Fig. 4. Neonatal AF healing occurs via a transient loss of ScxGFP in Scx-lin annulocytes followed by restoration of ScxGFP.

ScxCreERT2/RosaT/ScxGFP mice were used to trace the fate of annulocytes that were labeled with tamoxifen at p1-p3, and traced after injury at 2 hrs, d3, d14, and d56 a. Scx-lin cells in the uninjured control AF were more numerous over time, with a smaller portion of annulocytes labeled at 2 hrs b compared to d56 where most annulocytes were Scx-lin e. At 2 hrs, the injury site was cellular but cells immediately adjacent to the puncture tract lost ScxGFP expression and were not Scx-lin b. At d3, the injury site expanded and contained cells that were neither ScxGFP+ nor Scx-lin c.

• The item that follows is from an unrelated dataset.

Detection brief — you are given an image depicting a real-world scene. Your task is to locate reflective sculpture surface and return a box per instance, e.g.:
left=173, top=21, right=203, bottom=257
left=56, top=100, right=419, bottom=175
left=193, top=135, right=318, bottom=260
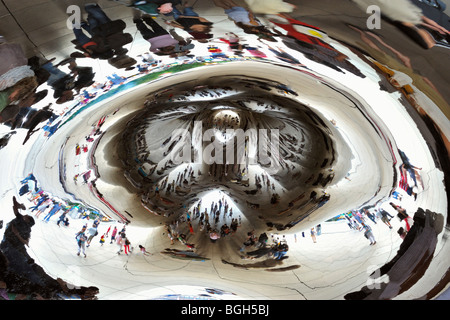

At d14, the injury site remained ScxGFP-, and was occupied by Scx-lin cells recruited to the injury site d. By d56, differentiation of Scx-lin cells was observed by co-localization with ScxGFP e. Images were acquired at 20X and digitally magnified to show the entire posterior AF at each timepoint. Since IVDs are growing at these early stages, the length of the scale bar is decreasing with increasing timepoint. Scale = 100 μm.